If this were the real former me, the thirteen-year-old named Sean, who hated every part of her mind, body, and soul – she would have pretended to laugh along with them, before b-lining straight for the nearest boy’s bathroom to cry it out.


But that’s not who they were dealing with.


It was Margaux sitting across from them, fielding their attacks. The Margaux who knows exactly who she is. The Margaux, who – after the laughter dissolved – cracked the tension out of her neck, looked them dead in the eyes, and readied herself with a reply. With total control over herself – this particular Margaux informed them of exactly how strong and beautiful and funny and sexy and successful and loveable she is, and after finishing her final proclamation of self-love – told them exactly where they can stuff their words.

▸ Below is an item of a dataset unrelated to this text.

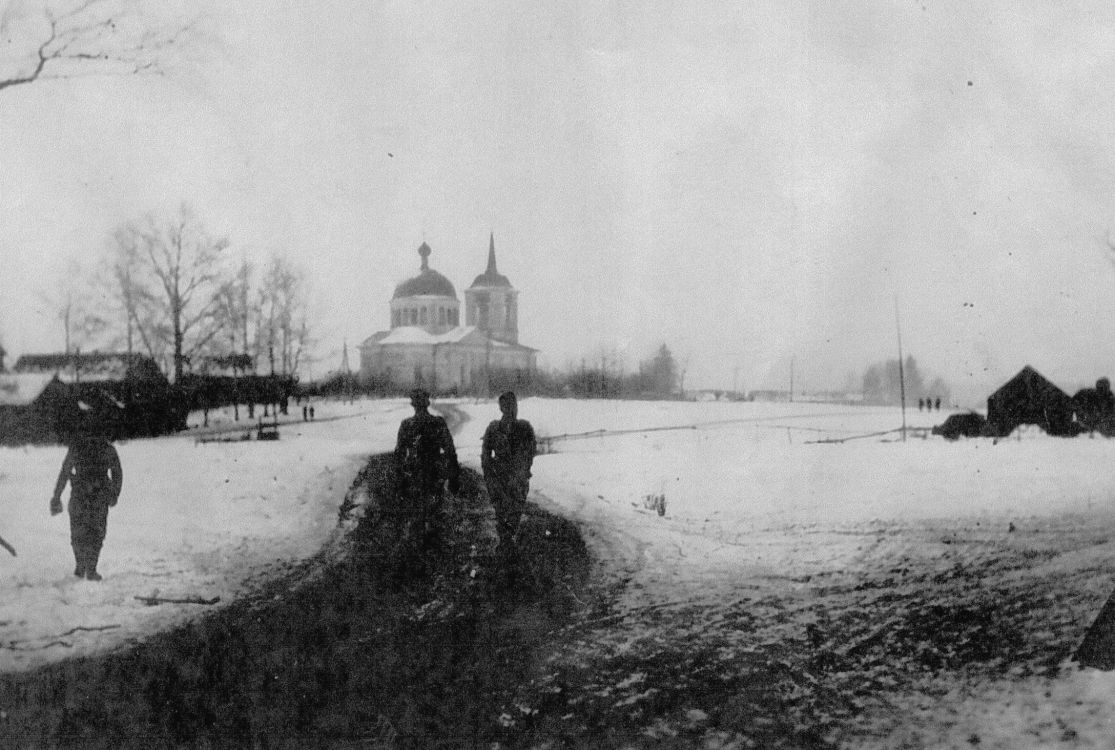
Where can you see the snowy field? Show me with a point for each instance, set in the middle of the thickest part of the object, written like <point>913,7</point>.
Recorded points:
<point>758,497</point>
<point>194,519</point>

Slowly but confidently, this Margaux stood up from the table and walked away without looking back. She didn’t b-line for the bathroom. She didn’t cry. She just walked away.


I awoke from my dream, beaming from ear-to-ear, grin smattered across my big swollen, puffy face. I looked to my left, flowers and gifts and notes from friends and family piled up on my nightstand, and then to my right, into the mirror – and winked at the girl, the woman, the goddess staring back at me.